God comforts us, in this passage, so that we can comfort others. “To comfort” doesn’t mean to speak empty words; sometimes it doesn’t mean speaking at all. It almost certainly means listening.
There’s a profundity to simply being present for someone in a time of sorrow or fear. A friend sits with her neighbor in a hospital waiting room during the neighbor’s husband’s surgery. A young woman fails a college exam and her dad drops everything and drives two hours to take her to dinner. It’s not difficult to sit in a waiting room or to take an unscheduled road trip. But it’s important.
The word “comfort” comes from the Latin “confortare.” Its roots are “con” (“with”) and “fortitudo”(“strength”). From that point of view, then, to comfort is to combine your strength with the sufferer’s. It’s odd to think of sitting in a hospital chair or picking up the tab at an Applebee’s as a show of strength, but those acts are essential. Jesus provided “comfort food” to strengthen his followers just as we do for our ill and bereaved.
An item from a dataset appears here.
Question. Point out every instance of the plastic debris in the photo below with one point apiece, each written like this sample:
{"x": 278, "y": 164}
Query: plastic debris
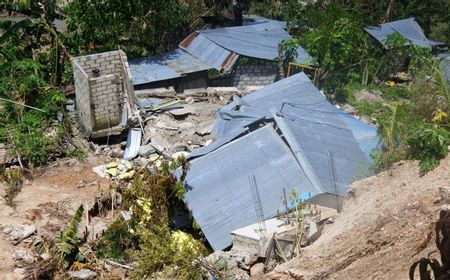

So who comforts the comforter? God. God sends us comfort in our tribulations and we use that strength to then comfort others. We are the lightning rods to conduct that strength into the world. Just as in the Lord’s Prayer we ask Him to “forgive us our trespasses as we forgive those who trespass against us,” we ask Him to comfort us as we comfort those who need it.
By the same token, perhaps we can’t fairly ask God to comfort us if we don’t offer that same comfort to others.
“Emmanuel” means “God with us.” Jesus is here, lending his strength, comforting, so that we may comfort others.